Given two non-negative integers num1 and num2 represented as strings, return the product of num1 and num2, also represented as a string.
Note: You must not use any built-in BigInteger library or convert the inputs to integer directly.
Input: num1 = "2", num2 = "3"
Output: "6"
Input: num1 = "123", num2 = "456"
Output: "56088"
1 <= num1.length, num2.length <= 200
num1 and num2 consist of digits only.
Both num1 and num2 do not contain any leading zero, except the number 0 itself.
Solutions (Click to expand)
In long multiplication, we multiply every single digit of one number with the digits of another and add the product to the correct place of the result.
For example in 63 x 47
The ones place of both numbers are multiplied resulting in 21. since the every place can only hold numbers up to 9, 1 be added to the ones place and 2 would be carried over to the tens places.
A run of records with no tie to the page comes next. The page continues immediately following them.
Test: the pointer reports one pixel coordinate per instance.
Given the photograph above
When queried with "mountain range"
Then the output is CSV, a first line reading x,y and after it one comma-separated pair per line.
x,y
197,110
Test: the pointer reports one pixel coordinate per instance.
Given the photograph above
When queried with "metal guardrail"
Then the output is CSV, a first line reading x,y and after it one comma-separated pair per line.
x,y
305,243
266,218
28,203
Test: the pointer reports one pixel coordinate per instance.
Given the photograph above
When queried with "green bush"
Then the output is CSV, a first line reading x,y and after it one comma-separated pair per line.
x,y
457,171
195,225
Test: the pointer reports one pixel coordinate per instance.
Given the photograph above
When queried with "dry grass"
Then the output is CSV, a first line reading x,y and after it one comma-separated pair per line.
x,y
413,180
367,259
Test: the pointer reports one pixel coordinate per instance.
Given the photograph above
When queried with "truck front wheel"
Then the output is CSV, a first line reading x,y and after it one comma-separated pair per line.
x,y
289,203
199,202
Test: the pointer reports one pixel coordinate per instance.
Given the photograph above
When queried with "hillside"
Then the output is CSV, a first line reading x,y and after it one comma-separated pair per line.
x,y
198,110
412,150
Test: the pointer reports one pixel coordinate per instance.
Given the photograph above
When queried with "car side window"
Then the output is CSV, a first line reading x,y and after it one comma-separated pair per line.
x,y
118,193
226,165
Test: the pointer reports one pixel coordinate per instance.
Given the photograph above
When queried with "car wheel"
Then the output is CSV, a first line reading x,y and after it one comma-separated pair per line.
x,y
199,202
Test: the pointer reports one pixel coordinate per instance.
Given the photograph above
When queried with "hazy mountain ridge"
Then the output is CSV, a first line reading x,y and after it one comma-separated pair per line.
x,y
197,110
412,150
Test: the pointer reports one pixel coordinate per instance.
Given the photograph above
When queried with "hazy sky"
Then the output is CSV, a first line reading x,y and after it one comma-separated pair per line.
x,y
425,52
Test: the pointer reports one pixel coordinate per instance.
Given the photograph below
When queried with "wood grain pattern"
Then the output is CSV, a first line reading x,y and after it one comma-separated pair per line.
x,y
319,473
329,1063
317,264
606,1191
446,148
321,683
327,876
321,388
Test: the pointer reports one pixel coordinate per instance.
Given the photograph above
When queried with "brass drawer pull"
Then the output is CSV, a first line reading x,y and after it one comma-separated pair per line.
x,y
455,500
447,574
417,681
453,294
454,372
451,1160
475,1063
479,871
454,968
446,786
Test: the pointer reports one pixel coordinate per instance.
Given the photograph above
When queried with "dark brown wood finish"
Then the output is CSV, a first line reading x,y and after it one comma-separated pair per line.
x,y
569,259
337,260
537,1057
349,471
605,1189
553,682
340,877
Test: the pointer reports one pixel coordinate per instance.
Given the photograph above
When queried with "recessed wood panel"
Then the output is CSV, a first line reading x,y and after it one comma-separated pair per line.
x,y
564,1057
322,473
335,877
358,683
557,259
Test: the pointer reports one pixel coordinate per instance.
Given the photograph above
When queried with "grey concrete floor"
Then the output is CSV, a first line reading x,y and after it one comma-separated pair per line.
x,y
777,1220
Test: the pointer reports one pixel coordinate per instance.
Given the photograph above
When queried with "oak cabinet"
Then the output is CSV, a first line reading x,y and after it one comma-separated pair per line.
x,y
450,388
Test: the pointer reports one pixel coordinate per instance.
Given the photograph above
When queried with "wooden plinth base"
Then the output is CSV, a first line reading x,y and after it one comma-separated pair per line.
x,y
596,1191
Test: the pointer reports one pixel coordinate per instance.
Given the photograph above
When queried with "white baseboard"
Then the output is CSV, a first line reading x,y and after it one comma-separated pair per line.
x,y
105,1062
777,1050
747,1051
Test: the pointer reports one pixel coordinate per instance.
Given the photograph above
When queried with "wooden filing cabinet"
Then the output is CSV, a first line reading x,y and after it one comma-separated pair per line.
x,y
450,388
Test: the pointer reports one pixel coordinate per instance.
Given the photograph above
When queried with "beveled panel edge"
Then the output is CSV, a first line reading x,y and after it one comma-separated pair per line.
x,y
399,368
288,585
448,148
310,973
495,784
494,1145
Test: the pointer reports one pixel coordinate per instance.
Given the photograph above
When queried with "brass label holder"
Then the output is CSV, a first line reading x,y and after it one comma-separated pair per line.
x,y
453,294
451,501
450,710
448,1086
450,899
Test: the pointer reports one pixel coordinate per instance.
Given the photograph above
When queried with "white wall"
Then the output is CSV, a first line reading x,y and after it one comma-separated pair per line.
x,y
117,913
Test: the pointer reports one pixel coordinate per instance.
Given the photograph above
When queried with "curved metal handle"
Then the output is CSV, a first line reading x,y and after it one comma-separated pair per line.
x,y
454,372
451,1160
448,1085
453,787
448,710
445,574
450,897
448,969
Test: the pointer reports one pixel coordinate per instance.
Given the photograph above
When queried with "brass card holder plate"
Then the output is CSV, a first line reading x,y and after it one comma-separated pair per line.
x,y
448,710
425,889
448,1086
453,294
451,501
For the next two numbers, 4 x 3 where were multiplying the number in the tens place of the first number with the number in the ones place of the second number, the product would be placed in the tens place.
We'll aim to replicate the same approach but by iterating over strings of numbers. To do this we'll need some representation of "places" which an array will work. The product of two numbers cannot exceed the sum of the two numbers' length (as shown by 99 x 99 = 9801), we'll create an array of size n + m where n is the length of the number and m is the length of the second number.
Similar to long multiplication, we'll start by iterating over the first number in reverse. The digits of the first number we'll need to be multiplied by the digits of the second number in reverse as well.
For every two digits, we'll store the product in the array at index i + j + 1 where i is the index of the first numbers current digit, and j is the index of the second numbers current digit. This placement works since the product of 2 digits in the ones places indexed at i = 1 and j = 1 results in an index of 1 + 1 + 1 = 3 in the array, which is equivalent to the right most digit
index 0 1
"6 3" <-
"4 7" <-
i = 1
j = 1
i + j + 1 = 3
[0 0 0 21]
The same procedure would continue for the rest of the digits. By the end, the array will have all the products at their correct place. But since at this point the values at these indices may contain numbers greater than 9, we'll need to carry over some values to make sure every index contains numbers that are < 10
63 x 47
[0 24 54 21]
carry over...
[2 9 6 1]
By the end the array will contain all the digits in their correct place. Remove all the leading 0 and convert to a string.
Time: O(N * M) Where N and M are the lengths of the two digits
Space: O(N * M)